The tax laws : The scope of income that is chargeable to tax in India depends on the residential status of the individual for that tax year (which runs from April 1 to March 31). A person who leaves India for the purposes of employment outside India, would be a non-resident if his/her stay in India was less than 182 days in that tax year. An overseas assignment for a period of 2 years, where the payroll is shifted out from India would qualify as employment outside India. Would therefore an overseas secondment without a payroll shift get covered? Maybe if it is factually proved that the effective employer is the overseas entity (i.e. Supervision, control, and reporting relationship is only with the overseas entity; the overseas entity bears the salary costs and for mere administrative convenience, the payroll is retained in India).
Shyam therefore qualified to be a non-resident in India for the tax year ended March 31, 2005, and salaries paid by TechEUR from September were not offered to tax in India. However, Shyam qualified to be a tax resident in the overseas country for the calendar year December 31, 2004 and his worldwide income, including salaries offered to tax in India from January to August 2004, was taxed.
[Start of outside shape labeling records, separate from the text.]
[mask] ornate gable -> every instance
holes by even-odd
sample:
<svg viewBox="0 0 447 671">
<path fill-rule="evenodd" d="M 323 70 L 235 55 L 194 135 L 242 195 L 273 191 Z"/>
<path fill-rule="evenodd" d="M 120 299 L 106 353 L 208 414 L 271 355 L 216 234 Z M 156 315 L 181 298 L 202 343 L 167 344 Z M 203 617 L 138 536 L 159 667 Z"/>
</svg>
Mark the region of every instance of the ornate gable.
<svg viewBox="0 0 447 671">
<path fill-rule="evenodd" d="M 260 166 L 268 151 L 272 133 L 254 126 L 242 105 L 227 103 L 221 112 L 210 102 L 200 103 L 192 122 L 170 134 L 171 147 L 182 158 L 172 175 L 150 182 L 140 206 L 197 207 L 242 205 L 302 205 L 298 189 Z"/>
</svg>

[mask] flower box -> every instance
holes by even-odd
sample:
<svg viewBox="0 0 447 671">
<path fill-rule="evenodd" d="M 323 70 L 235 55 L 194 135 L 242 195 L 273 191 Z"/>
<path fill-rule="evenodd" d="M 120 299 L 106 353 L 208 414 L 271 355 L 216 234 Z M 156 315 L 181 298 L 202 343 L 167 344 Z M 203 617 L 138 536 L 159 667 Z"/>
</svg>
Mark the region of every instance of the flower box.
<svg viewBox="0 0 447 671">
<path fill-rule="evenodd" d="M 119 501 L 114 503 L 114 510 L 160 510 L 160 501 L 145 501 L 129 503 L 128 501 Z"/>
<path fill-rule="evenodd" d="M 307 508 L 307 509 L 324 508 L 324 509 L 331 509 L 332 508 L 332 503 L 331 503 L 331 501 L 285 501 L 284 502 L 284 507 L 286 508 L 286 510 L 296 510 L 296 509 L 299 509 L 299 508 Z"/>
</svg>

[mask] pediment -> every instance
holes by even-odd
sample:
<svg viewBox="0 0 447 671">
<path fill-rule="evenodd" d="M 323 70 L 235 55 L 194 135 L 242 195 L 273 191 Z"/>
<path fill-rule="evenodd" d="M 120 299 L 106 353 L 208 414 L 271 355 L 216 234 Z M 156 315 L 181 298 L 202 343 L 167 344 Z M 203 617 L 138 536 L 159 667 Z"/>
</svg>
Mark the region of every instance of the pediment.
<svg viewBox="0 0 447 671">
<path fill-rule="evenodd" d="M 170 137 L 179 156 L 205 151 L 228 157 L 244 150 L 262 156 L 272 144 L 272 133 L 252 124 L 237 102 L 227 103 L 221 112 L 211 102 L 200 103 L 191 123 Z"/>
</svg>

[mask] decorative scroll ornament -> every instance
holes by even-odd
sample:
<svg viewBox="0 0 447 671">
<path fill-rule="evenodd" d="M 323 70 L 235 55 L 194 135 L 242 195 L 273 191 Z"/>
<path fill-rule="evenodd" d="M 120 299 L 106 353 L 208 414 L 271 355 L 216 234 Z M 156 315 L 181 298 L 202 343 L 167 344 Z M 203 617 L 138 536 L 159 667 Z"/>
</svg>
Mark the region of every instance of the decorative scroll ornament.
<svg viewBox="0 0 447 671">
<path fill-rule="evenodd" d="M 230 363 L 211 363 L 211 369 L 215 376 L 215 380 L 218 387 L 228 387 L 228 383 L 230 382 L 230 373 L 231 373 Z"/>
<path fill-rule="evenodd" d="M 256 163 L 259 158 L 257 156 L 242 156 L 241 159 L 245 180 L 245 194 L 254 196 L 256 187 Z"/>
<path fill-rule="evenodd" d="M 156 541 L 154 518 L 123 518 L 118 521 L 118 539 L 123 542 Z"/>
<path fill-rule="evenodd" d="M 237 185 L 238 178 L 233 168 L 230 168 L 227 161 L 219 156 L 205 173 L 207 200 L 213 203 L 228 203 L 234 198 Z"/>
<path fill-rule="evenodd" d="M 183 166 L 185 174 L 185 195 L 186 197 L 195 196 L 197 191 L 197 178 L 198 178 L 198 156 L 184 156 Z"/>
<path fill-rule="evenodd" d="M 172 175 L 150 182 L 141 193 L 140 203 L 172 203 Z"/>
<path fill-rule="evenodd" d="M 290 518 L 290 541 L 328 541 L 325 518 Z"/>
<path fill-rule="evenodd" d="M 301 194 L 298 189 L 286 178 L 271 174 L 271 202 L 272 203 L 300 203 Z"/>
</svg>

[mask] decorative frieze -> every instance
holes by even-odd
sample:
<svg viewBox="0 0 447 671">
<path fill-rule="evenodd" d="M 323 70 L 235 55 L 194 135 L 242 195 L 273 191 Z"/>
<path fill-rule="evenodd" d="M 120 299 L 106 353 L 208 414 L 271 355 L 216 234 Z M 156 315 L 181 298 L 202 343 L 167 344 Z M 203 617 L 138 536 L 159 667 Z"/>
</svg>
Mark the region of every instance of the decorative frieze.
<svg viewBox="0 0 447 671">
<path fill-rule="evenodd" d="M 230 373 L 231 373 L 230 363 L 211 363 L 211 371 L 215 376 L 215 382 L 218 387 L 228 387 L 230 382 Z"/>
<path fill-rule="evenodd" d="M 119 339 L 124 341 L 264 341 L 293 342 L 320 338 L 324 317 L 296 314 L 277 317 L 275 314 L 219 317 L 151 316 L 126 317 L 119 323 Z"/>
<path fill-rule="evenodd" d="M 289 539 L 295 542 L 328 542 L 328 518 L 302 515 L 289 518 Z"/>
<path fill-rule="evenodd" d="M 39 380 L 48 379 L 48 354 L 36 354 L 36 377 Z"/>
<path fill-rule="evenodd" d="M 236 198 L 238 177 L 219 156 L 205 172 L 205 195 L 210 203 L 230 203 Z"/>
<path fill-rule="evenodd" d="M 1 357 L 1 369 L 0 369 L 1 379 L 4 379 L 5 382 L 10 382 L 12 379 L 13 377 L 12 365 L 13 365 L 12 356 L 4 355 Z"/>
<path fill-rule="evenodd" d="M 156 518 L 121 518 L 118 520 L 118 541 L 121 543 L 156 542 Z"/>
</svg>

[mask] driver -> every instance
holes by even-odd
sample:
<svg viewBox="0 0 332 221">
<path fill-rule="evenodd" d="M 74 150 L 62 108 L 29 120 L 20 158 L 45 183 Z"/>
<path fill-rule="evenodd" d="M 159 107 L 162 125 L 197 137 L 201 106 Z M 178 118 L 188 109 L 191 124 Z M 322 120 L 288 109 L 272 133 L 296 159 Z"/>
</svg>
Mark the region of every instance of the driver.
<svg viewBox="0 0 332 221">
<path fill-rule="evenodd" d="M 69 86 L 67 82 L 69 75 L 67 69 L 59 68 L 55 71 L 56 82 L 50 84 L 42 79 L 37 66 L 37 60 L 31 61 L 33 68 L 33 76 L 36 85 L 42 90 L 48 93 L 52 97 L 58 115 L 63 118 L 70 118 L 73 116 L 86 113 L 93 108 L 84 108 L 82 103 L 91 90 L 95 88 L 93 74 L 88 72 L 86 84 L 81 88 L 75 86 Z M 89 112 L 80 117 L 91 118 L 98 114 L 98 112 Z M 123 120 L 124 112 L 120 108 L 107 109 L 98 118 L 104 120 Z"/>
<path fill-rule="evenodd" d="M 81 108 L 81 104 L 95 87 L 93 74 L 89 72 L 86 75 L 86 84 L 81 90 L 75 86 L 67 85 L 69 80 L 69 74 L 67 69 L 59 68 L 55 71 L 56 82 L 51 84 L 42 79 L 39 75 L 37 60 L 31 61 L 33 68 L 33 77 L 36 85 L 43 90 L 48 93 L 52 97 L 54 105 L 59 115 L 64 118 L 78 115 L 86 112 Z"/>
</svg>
Shyam claimed an exemption in India for salaries from April to August 2004, as conditions prescribed in the relevant tax treaty were met. However, as TechIND had already deducted taxes for this period, Shyam made a refund claim in the tax return filed in India. If Shyam was not eligible for this exemption, he would have claimed a credit in the overseas jurisdiction of the taxes relating to this period paid in India.
The challenge: While the above scheme of taxation is logical, the practical challenge arises on account of timing differences (caused by differential tax years, due dates for tax deposits / return filing, etc.) in the two countries and the extent of supporting documentation requested by the tax authorities in India for permitting the refund claim.
The time limit for completion of assessments is 21 months from the end of the assessment year. Thus, assessments for the tax year ended March 31, 2005 will be finalised by December. Shyam must not lose sight of the tax position adopted in his tax return filed in India, as explained above and must keep ready all information that could be called for during the assessment proceedings.
An illustrative list would include : Proof of non-residence (copy of passport along with endorsements); extract of bank account statements; details of investment in movable and immovable property including source for investments; copy of employment contract-including break-up of components; acknowledged copies of tax returns filed in the overseas jurisdiction including copy of any assessment orders; statement of assets and liabilities for the last three years and tax residency certificate from the overseas country.
Collation of the above documentation is time consuming; however, non-submission of adequate documentation to support the tax position adopted could result in denying the refund claim.
Conclusion: Those who have been on oveaseas assignments must ensure that they prepare, plan and understand the tax impact in an overseas secondment scenario. They must not forget to maintain records as these would be required two years down the line in assessment proceedings.